Version four of the contract is acceptable to both parties. Mr McCormick's AI accepts all the changes and sends it to Docusign, an online service for signing contracts.
"At that point you get to decide whether we actually want the human to sign," says Ms Glucina. "And that would be literally the only part that the human would have to do. We have a mutually agreed contract that's been entirely negotiated by AI."
The entire process has taken just a few minutes. "The idea is to reduce the delays that are often caused by people just not getting to something in their inbox, or being super busy on another task," says Ms Glucina.
Autopilot is an evolution of Luminance's copilot tool, which colour-codes clauses for legal professionals as they review a contract in Word. Acceptable clauses are green, unacceptable clauses are red, and non-standard clauses are amber. The tool can also redraft clauses using AI, based on its knowledge of what the firm has agreed in the past.
Although other companies including Lexcheck, Genie AI and Thoughtriver offer contract review technologies, Luminance is the first to announce an autopilot.
The Luminance system is built on a large language model (LLM), which is also the foundation of popular text generation tool ChatGPT. The major difference is that Luminance's tools have been trained using more than 150 million legal documents, instead of public internet content.
Luminance users create knowledge banks containing their signed documents, so that the software can learn what contract terms the company usually agrees to.
After seeing the demo, I spoke to Connagh McCormick, general counsel at Prosapient.
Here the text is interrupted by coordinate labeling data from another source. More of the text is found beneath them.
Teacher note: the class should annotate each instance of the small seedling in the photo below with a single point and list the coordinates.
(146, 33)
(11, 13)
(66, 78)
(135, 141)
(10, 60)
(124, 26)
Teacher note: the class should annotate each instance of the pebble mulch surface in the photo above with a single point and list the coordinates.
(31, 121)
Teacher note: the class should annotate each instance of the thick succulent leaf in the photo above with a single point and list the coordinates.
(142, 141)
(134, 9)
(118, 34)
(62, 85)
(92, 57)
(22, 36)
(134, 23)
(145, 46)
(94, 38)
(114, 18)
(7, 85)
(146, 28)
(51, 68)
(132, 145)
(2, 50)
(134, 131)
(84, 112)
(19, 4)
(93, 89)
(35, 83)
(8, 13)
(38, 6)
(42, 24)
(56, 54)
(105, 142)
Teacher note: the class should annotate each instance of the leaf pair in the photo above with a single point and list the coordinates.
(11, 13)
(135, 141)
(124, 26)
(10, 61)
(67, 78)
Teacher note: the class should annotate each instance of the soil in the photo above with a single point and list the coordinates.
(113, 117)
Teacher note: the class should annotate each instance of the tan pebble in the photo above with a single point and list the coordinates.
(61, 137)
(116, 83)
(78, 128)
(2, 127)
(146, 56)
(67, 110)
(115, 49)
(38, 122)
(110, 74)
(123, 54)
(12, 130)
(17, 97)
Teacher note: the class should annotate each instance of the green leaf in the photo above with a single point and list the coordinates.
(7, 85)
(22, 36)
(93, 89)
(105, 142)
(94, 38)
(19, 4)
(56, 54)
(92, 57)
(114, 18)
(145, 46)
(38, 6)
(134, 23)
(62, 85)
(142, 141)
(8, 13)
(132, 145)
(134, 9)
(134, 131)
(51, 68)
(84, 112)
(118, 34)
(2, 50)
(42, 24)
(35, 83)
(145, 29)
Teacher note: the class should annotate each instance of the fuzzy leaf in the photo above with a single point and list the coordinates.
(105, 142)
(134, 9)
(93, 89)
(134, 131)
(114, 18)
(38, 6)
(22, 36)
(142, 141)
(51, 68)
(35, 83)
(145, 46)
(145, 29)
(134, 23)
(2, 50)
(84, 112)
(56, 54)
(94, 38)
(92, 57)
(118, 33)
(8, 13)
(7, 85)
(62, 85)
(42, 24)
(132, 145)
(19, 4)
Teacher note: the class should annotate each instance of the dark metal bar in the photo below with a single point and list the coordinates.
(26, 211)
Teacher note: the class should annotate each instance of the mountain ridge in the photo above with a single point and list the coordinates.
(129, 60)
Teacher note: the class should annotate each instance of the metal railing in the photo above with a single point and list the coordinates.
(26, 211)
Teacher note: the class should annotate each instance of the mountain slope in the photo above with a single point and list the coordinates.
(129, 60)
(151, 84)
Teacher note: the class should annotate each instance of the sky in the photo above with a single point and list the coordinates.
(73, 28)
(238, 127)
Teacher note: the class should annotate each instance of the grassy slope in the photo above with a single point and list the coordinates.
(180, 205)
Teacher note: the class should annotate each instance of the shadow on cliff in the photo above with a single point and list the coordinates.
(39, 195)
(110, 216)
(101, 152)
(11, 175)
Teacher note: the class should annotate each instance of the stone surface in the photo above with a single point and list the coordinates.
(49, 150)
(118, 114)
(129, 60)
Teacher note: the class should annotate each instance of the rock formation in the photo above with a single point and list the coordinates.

The company finds experts for investors, consultants and others who need to research an industry. Three of his team work on contracts, with between 20 and 30 client negotiations going on at any one time. Some only take 48 hours, while others take 12 months. They use Luminance's solutions to speed up their contract review.
He's keen to try the new Autopilot when it's available.
"Some people ask, 'how do you feel about AI doing all the negotiation?'," he says. "It ends up in the laps of both lawyers signing. At that point, I'm going to read the contract and the other lawyer's going to read the contract. If there's anything I disagree with, I've got the opportunity to flag it. I'm not committed to anything the AI has done."
What about the risk to jobs? "You are always going to need that human step there," he says. "Part of the reason people go to lawyers is for trust. It's a lot harder to hold AI accountable than it is a person. AI means that a lawyer's time is going to be spent doing something more interesting, more valuable."
Law Society of England and Wales president Nick Emmerson agrees that lawyers will still be needed. "At present, and probably into the distant future, AI will be unable to fully replace the function of legal expertise provided by legally qualified professionals.
"This is because clients have different needs and vulnerabilities which a machine cannot yet master, and human judgement is needed to ensure that automated decisions do not result in potential false positives. There is also an art in negotiation and ultimately, bargaining that AI is unlikely to master."
He adds: "With any technological innovation, what it means to be a lawyer is likely to evolve, as will the type of jobs and the skills required."